I had a conversation about New Year traditions at the hair salon yesterday. My lovely long time stylist asked me if there is anything I do in particular, and I mentioned that I have adopted some customs that I learned about in Japan, like eating Toshikoshi Soba for long life, strength and to welcome the New Year, and that you shouldn’t clean your home on New Year’s Day (don’t sweep away your good luck) and you shouldn’t use a knife (don’t cut or sever your good luck).
I asked her about her family traditions, and she introduced me to the Greek custom of smashing a pomegranate on your front step or front door for luck and abundance. This immediately captured my imagination. And I am SO doing that this year.
The pomegranate is a beloved object, a symbol of the Goddess, of female fertility and power, of abundance and richness. It seems otherworldly, something to be admired rather than eaten, and yet so tart and surprising on the tongue. To eat a pomegranate is a form of worship, of honouring the magic we can find in this world.
The pomegranate is a crucial part of the story of the Goddesses Persephone and Demeter, an epic journey to the underworld, the explanation of why we have the seasons, a reminder that sometimes it is necessary to go into the shadows and to rest so that light and growth can return.
The pomegranate also appears in the Tarot, traditionally and notably on the High Priestess card. I see Persephone in this card, the gateway between our world and the next, she is who is able to move between those worlds, she who sits in perfect balance between the light and the dark. The pomegranates on this card remind us that although the High Priestess exists in the realm of intuition, spirit and ritual, she still has the power of fertility, of manifestation, the seeds of her wisdom will come to fruition.
When she was in the underworld, Persephone is said to have eaten six pomegranate seeds. The result of this action was that she was bound to spend six months of the year there (our winter), and six months in the upper world (our spring and summer).
All of these musings on pomegranates inspired me to create a Tarot spread for the New Year, centred on those six powerful pomegranate seeds. Give it a try on New Year’s eve, or as dawn approaches on New Year’s Day, preferably as you enjoy a pomegranate yourself. As you interpret each card, place a pomegranate seed in your mouth, knowing that the cards will bring wisdom and that wisdom will change you.
Pomegranate New Year Spread:
There is no fixed layout. Scatter the cards face down, as you would scatter those pomegranate seeds on your front door for luck.

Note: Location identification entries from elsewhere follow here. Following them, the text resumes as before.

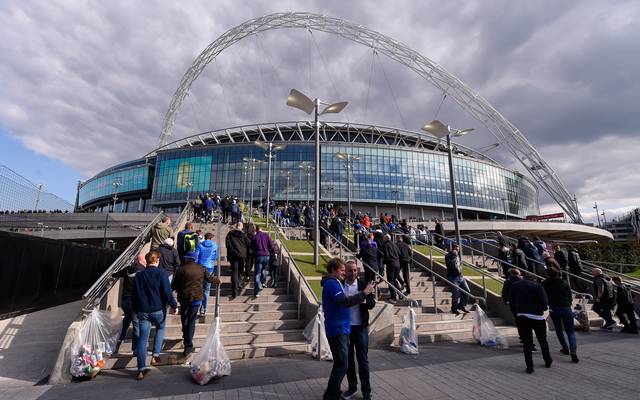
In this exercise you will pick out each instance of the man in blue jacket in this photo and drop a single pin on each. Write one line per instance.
(207, 252)
(337, 322)
(151, 292)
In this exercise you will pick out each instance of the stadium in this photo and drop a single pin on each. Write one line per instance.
(393, 167)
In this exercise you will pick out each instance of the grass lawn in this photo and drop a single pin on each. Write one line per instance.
(298, 246)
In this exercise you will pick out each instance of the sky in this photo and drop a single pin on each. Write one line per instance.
(85, 84)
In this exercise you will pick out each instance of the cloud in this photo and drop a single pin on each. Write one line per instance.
(88, 83)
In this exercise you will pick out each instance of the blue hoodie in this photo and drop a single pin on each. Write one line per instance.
(207, 252)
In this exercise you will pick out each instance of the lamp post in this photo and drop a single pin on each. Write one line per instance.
(396, 192)
(270, 148)
(300, 101)
(252, 163)
(189, 184)
(348, 159)
(597, 213)
(287, 176)
(304, 166)
(505, 205)
(440, 130)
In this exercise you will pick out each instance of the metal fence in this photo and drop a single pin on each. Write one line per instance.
(17, 193)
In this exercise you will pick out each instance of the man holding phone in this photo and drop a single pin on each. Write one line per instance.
(337, 322)
(359, 336)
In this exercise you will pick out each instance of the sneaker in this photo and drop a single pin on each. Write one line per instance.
(349, 394)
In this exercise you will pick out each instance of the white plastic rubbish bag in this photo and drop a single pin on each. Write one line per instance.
(211, 361)
(486, 333)
(95, 340)
(408, 333)
(313, 330)
(581, 316)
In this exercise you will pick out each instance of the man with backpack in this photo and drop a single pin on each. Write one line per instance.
(625, 311)
(187, 241)
(604, 297)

Choose six cards that call to you, let your intuition be your guide, and then interpret them in this order. If you can, eat a pomegranate seed as you read each card, absorbing the wisdom there, knowing it will change you.
- The outlook for the year ahead
- Where my luck lies
- Plant these seeds now
- Put this on hold for now
- What is already growing
- Do this to attract abundance
Let me know how this spread speaks to you, and I wish you a New Year filled with abundance, beautiful mysteries, and good luck.